Federal milk subsidies are in line to not only be renewed but enhanced in the new farm bill under consideration in Washington.
The change would come at a time when dairy farmers are seeing a surge in gross revenue from high milk prices and a surge in expenses from high feed, fertilizer and fuel costs. It’s a situation that is proving very difficult for some farmers.
Johnstown farmer Jim Skiff says it doesn’t pay to be in the dairy business anymore.
“We’re dealing with more money but the margin has completely slipped away again,” he explained. Skiff’s Dairy has 170 cows; 560 tillable acres, 400 of them rented by other farmers; a milk distribution business; and an ice cream store — for now. Skiff said rising input costs have him strongly thinking about selling his cows.
“We’re slowly diversifying away from milking cows … because when you look at the overall profit margin over 10 years, it was so minimal, and the hours spent, it just doesn’t pay to do it,” he said.

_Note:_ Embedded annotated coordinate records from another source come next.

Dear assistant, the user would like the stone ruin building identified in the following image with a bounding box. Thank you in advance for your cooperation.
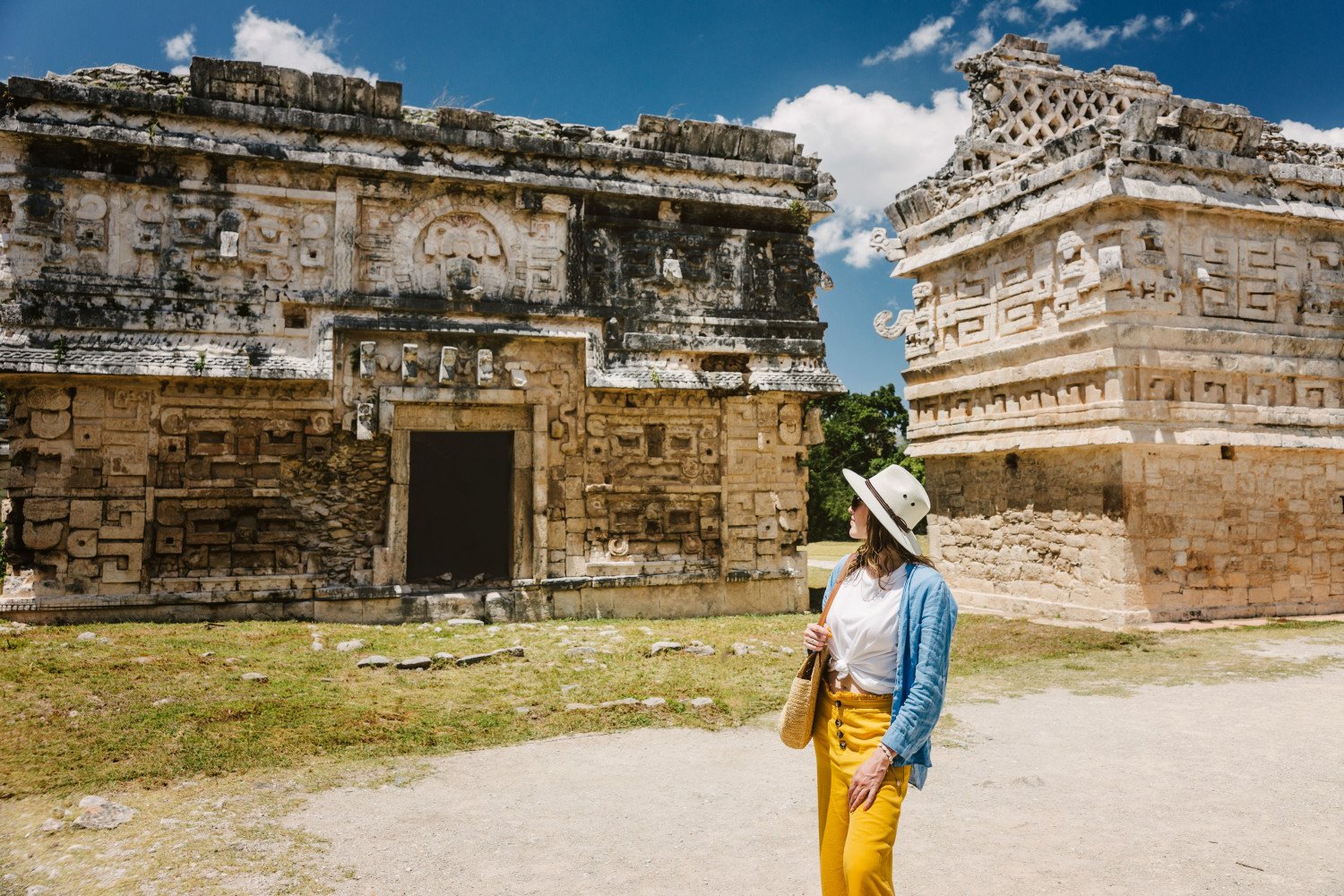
[0,57,843,621]
[874,35,1344,625]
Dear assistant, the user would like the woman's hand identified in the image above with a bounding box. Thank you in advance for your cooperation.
[849,747,892,812]
[803,622,831,653]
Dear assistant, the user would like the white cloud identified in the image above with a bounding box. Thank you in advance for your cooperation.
[1037,0,1078,22]
[752,84,970,267]
[1153,9,1199,33]
[952,24,999,60]
[233,6,378,81]
[863,16,957,65]
[164,27,196,62]
[1279,118,1344,146]
[164,25,196,75]
[1045,19,1120,52]
[1120,12,1148,40]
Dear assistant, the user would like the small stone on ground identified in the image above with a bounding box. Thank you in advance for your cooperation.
[72,797,136,831]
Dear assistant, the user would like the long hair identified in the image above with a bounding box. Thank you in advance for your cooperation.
[840,509,933,582]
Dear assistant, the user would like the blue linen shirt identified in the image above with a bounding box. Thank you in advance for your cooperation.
[827,556,957,790]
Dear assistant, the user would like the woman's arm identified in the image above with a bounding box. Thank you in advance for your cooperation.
[882,578,957,761]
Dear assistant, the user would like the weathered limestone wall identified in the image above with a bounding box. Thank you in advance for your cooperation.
[925,447,1142,625]
[873,35,1344,624]
[926,446,1344,625]
[0,59,843,621]
[1126,446,1344,618]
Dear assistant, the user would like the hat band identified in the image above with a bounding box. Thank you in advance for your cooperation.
[863,479,910,532]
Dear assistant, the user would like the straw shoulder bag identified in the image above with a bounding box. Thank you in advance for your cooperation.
[780,576,844,750]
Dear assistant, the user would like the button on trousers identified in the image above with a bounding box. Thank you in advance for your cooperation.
[812,685,910,896]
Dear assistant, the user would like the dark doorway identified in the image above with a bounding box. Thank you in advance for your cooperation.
[406,433,513,586]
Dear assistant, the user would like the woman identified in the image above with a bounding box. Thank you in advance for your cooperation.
[803,465,957,896]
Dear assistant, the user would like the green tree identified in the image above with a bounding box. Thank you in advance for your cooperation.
[808,383,924,541]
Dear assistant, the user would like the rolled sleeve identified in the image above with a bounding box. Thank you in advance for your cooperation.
[882,579,957,762]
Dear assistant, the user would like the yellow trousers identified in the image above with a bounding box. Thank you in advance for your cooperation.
[812,684,910,896]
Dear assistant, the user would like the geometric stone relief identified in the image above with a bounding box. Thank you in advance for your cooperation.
[892,220,1344,358]
[368,194,569,304]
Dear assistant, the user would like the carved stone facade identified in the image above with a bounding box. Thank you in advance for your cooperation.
[873,35,1344,624]
[0,59,843,621]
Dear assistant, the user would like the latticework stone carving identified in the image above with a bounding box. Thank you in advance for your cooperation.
[874,35,1344,624]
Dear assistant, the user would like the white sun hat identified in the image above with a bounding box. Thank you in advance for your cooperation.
[844,463,929,555]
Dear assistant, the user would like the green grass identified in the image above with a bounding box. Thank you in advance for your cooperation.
[0,614,1153,798]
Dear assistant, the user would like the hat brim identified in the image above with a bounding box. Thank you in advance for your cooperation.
[841,469,924,556]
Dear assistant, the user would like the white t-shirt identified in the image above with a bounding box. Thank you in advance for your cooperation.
[827,564,906,694]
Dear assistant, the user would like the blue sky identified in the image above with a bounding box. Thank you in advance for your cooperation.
[0,0,1344,391]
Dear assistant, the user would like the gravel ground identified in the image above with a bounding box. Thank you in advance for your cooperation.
[287,658,1344,896]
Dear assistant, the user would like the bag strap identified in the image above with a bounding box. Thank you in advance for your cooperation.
[817,554,849,626]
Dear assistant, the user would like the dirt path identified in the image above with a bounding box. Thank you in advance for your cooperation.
[287,669,1344,896]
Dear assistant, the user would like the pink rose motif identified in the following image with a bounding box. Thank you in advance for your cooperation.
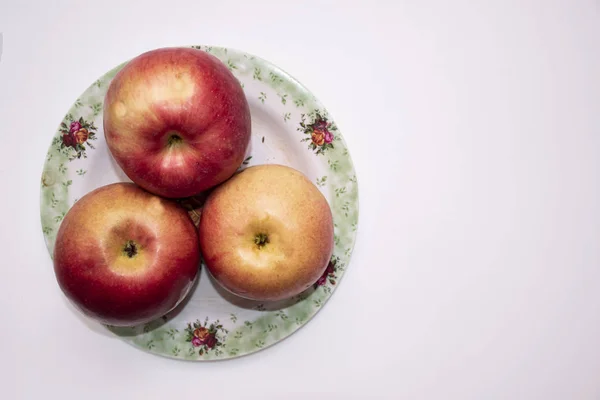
[62,133,77,147]
[204,333,217,349]
[325,129,333,143]
[69,121,81,133]
[313,119,331,131]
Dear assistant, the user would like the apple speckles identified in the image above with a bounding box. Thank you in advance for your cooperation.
[113,101,127,118]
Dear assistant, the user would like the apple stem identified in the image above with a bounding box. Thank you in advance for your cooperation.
[254,233,269,248]
[169,134,183,146]
[123,240,137,258]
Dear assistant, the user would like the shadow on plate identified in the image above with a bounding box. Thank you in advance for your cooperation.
[105,265,202,337]
[207,270,315,311]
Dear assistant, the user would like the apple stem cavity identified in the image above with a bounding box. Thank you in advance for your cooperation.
[254,233,269,249]
[168,133,183,147]
[123,240,137,258]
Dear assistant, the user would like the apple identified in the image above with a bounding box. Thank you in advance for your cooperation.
[53,182,200,326]
[199,164,334,301]
[103,47,251,198]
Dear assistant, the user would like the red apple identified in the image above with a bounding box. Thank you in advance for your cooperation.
[104,47,250,198]
[199,165,333,301]
[54,183,200,326]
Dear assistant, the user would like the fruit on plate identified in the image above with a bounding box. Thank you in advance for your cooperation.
[199,164,333,301]
[103,47,251,198]
[54,182,200,326]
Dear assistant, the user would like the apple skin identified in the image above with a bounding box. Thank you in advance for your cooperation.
[53,183,200,326]
[103,47,251,198]
[199,164,334,301]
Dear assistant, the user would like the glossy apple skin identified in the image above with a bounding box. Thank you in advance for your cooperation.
[53,183,200,326]
[199,164,334,301]
[103,47,251,198]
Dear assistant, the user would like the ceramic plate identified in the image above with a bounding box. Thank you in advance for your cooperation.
[41,46,358,361]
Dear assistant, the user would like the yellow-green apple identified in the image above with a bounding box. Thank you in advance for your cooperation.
[199,164,333,301]
[103,47,251,198]
[54,183,200,326]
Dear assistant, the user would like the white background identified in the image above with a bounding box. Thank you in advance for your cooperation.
[0,0,600,400]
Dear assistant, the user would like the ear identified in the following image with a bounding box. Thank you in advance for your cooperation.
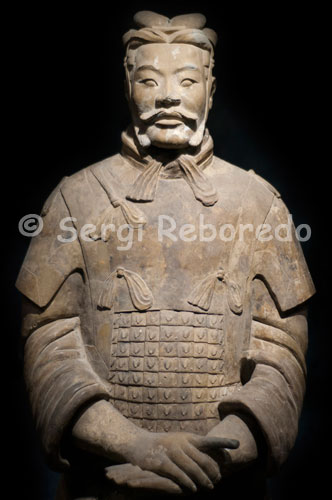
[123,78,129,103]
[209,76,217,110]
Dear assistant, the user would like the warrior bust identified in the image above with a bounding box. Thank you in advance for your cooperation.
[17,11,314,500]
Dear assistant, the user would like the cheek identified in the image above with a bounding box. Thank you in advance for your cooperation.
[181,84,206,114]
[132,83,155,112]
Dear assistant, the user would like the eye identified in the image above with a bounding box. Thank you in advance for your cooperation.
[181,78,197,87]
[140,78,158,87]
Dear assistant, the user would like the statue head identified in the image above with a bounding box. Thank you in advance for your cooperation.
[123,11,217,149]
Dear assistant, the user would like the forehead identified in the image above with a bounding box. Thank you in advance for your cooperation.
[135,43,206,70]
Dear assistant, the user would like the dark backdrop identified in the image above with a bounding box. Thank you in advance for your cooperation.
[7,1,330,500]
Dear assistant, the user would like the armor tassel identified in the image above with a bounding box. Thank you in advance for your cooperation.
[188,269,243,314]
[98,267,153,311]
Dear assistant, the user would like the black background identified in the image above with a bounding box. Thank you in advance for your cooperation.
[3,1,330,500]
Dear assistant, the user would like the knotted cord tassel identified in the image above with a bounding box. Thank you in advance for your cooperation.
[112,198,146,229]
[127,161,162,201]
[118,268,153,311]
[188,269,225,311]
[98,267,153,311]
[179,155,218,207]
[98,271,117,309]
[89,206,114,241]
[188,269,243,314]
[226,280,243,314]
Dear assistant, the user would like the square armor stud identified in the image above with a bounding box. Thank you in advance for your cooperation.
[159,342,178,357]
[145,311,160,326]
[206,403,219,418]
[142,419,157,432]
[206,359,224,374]
[193,342,208,358]
[157,420,177,432]
[191,371,208,387]
[129,357,144,371]
[112,313,120,330]
[191,387,208,403]
[194,327,209,342]
[144,342,159,357]
[116,358,129,371]
[128,372,143,385]
[160,310,180,325]
[177,326,195,342]
[207,328,224,345]
[130,342,144,357]
[158,372,179,387]
[179,311,194,326]
[193,403,206,418]
[207,374,224,387]
[114,385,128,401]
[128,386,143,403]
[160,326,178,342]
[207,387,222,401]
[116,342,130,357]
[118,328,130,342]
[131,312,146,326]
[111,328,119,344]
[116,372,129,385]
[190,419,207,435]
[142,387,158,403]
[113,400,128,417]
[158,387,178,404]
[142,403,158,420]
[144,356,159,372]
[158,357,179,372]
[143,372,159,387]
[178,358,195,373]
[128,402,143,418]
[119,313,132,328]
[206,314,223,329]
[129,326,146,342]
[207,344,223,359]
[177,342,195,358]
[194,358,208,376]
[193,313,207,327]
[145,326,159,342]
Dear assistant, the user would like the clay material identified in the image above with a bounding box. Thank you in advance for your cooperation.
[17,12,314,500]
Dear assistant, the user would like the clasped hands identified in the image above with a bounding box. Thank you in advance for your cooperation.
[105,430,239,494]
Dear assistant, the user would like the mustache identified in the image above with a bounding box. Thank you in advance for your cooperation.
[140,109,198,123]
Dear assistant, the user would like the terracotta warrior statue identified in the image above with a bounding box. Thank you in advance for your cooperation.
[17,11,314,500]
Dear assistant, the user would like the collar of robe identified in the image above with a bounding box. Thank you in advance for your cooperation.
[121,127,218,206]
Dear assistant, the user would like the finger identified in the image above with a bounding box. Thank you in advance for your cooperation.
[189,436,240,451]
[155,457,197,493]
[128,472,182,495]
[172,450,214,490]
[105,464,145,484]
[183,444,221,483]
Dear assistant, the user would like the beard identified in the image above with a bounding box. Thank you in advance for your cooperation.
[134,115,205,149]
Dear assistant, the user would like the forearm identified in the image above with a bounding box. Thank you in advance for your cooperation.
[208,415,258,470]
[72,400,147,463]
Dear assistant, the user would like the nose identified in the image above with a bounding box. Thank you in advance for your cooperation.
[156,95,181,108]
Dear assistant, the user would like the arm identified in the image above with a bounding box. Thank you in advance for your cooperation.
[206,194,314,472]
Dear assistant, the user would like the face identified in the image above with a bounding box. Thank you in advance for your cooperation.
[130,43,210,149]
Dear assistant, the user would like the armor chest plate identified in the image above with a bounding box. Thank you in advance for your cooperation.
[109,310,240,434]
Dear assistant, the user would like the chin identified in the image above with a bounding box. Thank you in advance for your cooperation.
[146,125,193,149]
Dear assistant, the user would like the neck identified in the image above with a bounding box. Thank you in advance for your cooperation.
[145,146,200,164]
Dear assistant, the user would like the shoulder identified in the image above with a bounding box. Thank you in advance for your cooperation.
[213,156,281,198]
[210,156,280,213]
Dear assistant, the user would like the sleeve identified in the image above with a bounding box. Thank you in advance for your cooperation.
[220,198,314,473]
[17,182,109,470]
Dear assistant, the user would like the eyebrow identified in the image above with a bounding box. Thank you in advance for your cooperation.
[176,64,198,73]
[137,64,160,73]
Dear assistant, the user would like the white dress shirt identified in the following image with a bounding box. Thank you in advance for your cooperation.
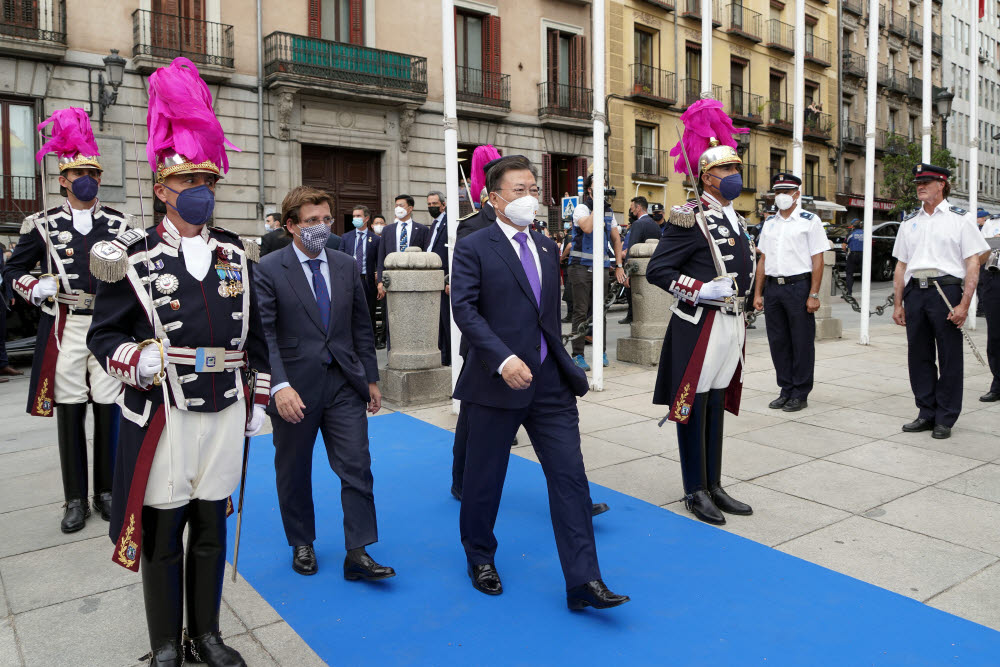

The federally mandated basement price for class 1 drinking milk in the Northeast hit $21.86 per hundredweight in April, up from $19.95 in March. The price has hovered above $20 since June 2007, with a record high of $25.01 in August 2007.
A hundredweight of milk, the industry’s standard unit of measurement, is 11.63 gallons.
Skiff said the input costs for growing the corn he uses to feed his cows has also gone up dramatically. He said his fertilizer costs are $728 per ton, diesel fuel for his equipment is $4 a gallon and his electricity bill has spiked 37 percent.
“With the inputs that we have to put into this, it’s simply not worth it,” he said.
New York Farm Bureau spokesman Peter Gregg said farmers throughout New York continue to live on a economic razor’s edge because of skyrocketing fuel, feed and fertilizer prices. He said higher prices have helped some but the federal government should continue to provide a subsidy for dairy farmers in case the price drops again.
“Right now the milk price is pretty favorable but two years from now it could be back down to very low levels. Milk prices are about as volatile as oil prices,” Gregg said.
Record high milk prices have made renewal of the federal Milk Income Loss Contract, known as the MILC program, more difficult, according to congressional leaders.
In 2007, MILC granted local dairy farmers a subsidy when price of milk fell below $16.94 per hundredweight, which it did from January to March. The subsidy equaled 34 percent of the difference in price and only applied to the first 2.4 million pounds of milk a farmer produces.
A beefed-up MILC program has been proposed for the mammoth $300 billion 2008 Farm Bill, which House and Senate negotiators agreed to Thursday and President Bush has threatened to veto. The bill would renew the MILC program and raise its subsidy to 45 percent and the production cap to 4.15 million pounds.
Skiff said the basement price to trigger the MILC subsidy should be raised from $16.94 to at least $20 per hundredweight, the price he said he breaks even at.
“We would all be bankrupt before it got to [$16.94 per hundredweight] if it got to it right now,” he said.
Staff members for U.S. Rep. Kirsten Gillibrand, D-Greenport, said the version of the farm bill agreed to by the House and Senate conference committee Thursday has a new provision for MILC that would use the composite monthly price of feed made from corn, soybeans and alfalfa hay to raise the basement price that triggers the MILC subsidy.
“The corn ethanol boom has not only caused the price of food to go up, but the cost to feed animals, including dairy cows, has also gone up causing even higher prices for milk,” Gillibrand stated in a news release Friday. “By helping our local dairy farmers pay for their feed costs, we hope that this will help lower milk prices for consumers in the end.”
Gov. David Paterson endorsed the renewal of MILC Friday.
“I hope it will enable farm families to sustain their business even when the price they receive for milk fails to keep pace with the cost of producing it,” Paterson said.